@TheOriginalCane
Please repost your detailed explanation as to why these rankings are not academically based.
Somewhere on this board, I did a lengthy snooze-inducing analysis. I will give the Cliffiest of Cliffs Notes here.
Well more than HALF of the US News score that makes up our "academic" ranking is based on NON-academic factors, or at least factors that are only slightly academic in nature.
So there are factors such as student-teacher ratio (mild "academic" connection) and student loan balance ratios (not really "academic" and certainly more pronounced for private schools vs. state schools) that can cause our "ranking" to fluctuate each year, even if nothing substantive has changed on the academic front.
There are other factors such as "selectivity index" (percentage of applicants accepted) that might SEEM to indicate "academic" excellence, but are really just popularity factors. As we have discussed before, ALABAMA has been moving up in this regard DUE TO THE SUCCESS OF THE FOOTBALL TEAM, but not because they added some really great academic programs.
Finally, there is a decent chunk of the score that is "academic", but for which there is very little transparency or explanation of how that component is computed. In a PURE sense, one would think that academic "excellence" is a factor that should not be subject to huge year-over-year fluctuations, and yet...we have the US News rankings moving around like it was the AP football poll.

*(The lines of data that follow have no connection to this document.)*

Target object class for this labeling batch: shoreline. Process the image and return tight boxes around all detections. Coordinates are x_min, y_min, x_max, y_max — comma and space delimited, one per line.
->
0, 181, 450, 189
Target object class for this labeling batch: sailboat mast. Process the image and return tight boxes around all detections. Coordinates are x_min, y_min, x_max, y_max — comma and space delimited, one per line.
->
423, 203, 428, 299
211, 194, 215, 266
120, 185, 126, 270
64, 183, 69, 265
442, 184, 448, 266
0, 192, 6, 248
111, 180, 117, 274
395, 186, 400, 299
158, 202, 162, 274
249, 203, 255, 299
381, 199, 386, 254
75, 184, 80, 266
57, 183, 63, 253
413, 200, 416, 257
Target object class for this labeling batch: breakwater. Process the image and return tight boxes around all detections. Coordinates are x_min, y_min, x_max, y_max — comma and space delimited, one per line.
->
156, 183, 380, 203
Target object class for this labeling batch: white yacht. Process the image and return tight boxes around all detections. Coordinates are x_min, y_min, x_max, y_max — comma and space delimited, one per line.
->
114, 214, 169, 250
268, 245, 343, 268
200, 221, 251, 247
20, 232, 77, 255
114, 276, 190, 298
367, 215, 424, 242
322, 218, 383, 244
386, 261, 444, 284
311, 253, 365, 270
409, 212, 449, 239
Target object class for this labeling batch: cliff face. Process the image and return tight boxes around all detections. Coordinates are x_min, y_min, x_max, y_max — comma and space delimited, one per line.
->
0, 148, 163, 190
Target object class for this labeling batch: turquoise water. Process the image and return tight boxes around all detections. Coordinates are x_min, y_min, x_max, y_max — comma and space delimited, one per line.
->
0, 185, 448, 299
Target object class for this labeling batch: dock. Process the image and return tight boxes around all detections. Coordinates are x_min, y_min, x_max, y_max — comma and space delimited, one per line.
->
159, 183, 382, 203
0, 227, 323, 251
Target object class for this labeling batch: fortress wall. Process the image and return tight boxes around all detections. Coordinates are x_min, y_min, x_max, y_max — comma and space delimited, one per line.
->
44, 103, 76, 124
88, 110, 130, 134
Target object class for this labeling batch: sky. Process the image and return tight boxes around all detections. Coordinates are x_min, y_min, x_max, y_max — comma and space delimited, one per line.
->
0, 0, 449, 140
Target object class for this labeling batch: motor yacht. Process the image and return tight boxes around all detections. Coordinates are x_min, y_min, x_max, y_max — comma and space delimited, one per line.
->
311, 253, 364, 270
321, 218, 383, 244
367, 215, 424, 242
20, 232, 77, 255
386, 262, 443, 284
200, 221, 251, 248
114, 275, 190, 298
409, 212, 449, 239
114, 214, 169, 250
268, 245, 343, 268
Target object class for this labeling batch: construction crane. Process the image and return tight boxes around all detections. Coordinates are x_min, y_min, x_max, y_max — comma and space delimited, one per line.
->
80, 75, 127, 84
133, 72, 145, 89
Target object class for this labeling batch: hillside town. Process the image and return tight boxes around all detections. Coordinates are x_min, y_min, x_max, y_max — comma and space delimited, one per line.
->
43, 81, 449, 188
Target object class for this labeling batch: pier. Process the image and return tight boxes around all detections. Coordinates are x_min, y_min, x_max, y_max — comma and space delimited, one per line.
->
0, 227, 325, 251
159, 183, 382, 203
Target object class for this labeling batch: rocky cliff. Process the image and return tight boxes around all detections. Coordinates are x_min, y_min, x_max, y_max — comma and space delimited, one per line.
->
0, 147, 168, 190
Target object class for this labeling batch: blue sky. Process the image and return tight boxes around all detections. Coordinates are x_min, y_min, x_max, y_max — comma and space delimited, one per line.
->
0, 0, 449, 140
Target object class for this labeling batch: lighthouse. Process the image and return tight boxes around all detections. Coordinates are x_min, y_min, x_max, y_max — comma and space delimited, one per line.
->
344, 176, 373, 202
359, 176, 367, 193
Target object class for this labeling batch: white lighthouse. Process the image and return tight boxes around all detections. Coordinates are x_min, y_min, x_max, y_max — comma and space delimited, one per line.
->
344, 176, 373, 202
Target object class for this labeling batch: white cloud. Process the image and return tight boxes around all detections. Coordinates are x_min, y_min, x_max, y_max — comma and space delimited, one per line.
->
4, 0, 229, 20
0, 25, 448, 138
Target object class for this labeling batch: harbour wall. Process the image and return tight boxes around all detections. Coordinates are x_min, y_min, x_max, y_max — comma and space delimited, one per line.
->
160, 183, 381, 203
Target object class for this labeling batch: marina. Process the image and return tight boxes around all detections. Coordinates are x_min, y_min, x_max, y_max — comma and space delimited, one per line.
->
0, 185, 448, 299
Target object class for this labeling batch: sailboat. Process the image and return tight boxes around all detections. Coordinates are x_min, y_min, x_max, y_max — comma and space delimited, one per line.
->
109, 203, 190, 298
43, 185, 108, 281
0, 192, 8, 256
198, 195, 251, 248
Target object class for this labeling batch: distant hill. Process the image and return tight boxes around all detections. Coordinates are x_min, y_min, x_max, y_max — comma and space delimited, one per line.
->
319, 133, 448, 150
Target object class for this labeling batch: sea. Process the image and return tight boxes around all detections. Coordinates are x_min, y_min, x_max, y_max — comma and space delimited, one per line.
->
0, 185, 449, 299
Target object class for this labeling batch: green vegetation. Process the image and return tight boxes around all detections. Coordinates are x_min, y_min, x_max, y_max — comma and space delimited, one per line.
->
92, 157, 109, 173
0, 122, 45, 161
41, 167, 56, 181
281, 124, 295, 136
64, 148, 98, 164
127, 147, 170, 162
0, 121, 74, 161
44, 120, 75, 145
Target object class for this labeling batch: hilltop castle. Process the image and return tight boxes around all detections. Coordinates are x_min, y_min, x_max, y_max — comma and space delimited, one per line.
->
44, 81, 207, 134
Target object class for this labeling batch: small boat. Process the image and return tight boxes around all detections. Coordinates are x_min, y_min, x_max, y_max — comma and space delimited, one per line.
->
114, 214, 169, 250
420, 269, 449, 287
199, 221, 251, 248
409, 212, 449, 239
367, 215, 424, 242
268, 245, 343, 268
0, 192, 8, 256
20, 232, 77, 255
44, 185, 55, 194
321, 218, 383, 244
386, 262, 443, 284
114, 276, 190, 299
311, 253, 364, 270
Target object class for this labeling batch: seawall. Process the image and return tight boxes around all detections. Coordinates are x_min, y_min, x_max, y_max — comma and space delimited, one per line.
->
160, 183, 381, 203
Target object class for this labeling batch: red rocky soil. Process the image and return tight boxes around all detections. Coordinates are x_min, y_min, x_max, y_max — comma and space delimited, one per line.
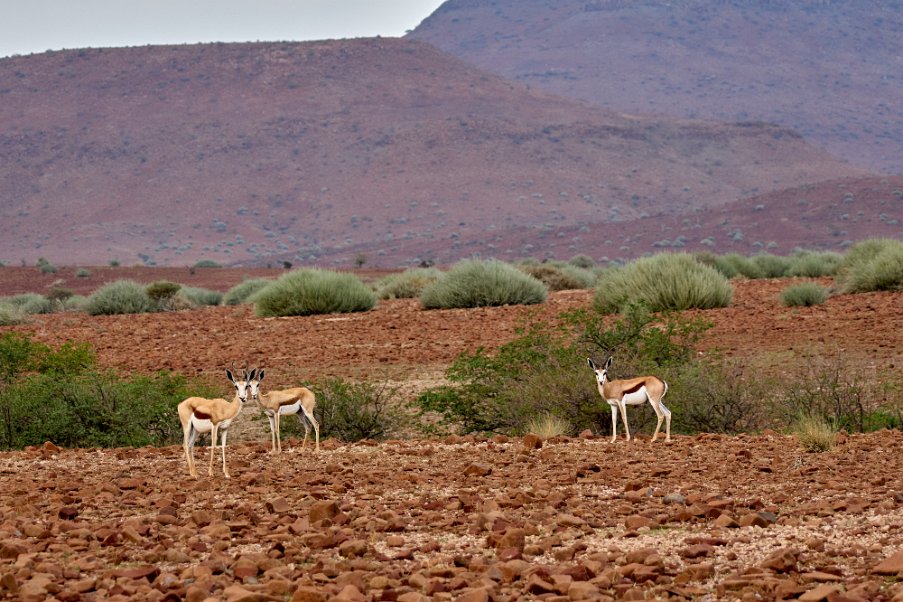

[And none of this addresses the CHEATING and juking of the system that some schools like Columbia have employed, but that's a discussion for another day.]
For three decades (from the early 1980s to the late 2000s), the University of Miami enjoyed a slow-and-steady climb from a ranking in the 90s (we were #88 when I enrolled as a freshman in 1986) to a ranking in the 30s. Since that time, we have been back-sliding, and it has continued to get worse under Frenk.
Here is what we are going to need to do (no joke here, these are things that will help):
1. Better football team - which leads to more applicants, which leads to more rejections, which leads to higher selectivity index
2. Cutting overall class size again - Tad Foote turbo-charged our first run up the rankings by cutting the undergrad enrollment in the early 1980s, and we have been growing the enrollment for the past 15 years or so as we built more classroom and dorm and parking capacity on campus. Now it's time to go back in the other direction, cutting enrollment again.
3. Need more fund-raising for scholarships - Miami ain't cheap, and student loan programs are not raising the max student loan amount as fast as colleges have been raising their tuition rates. Simply stated, we have to raise more money to endow more scholarships, and make Miami a place that is affordable for top students who do not come from wealthy families.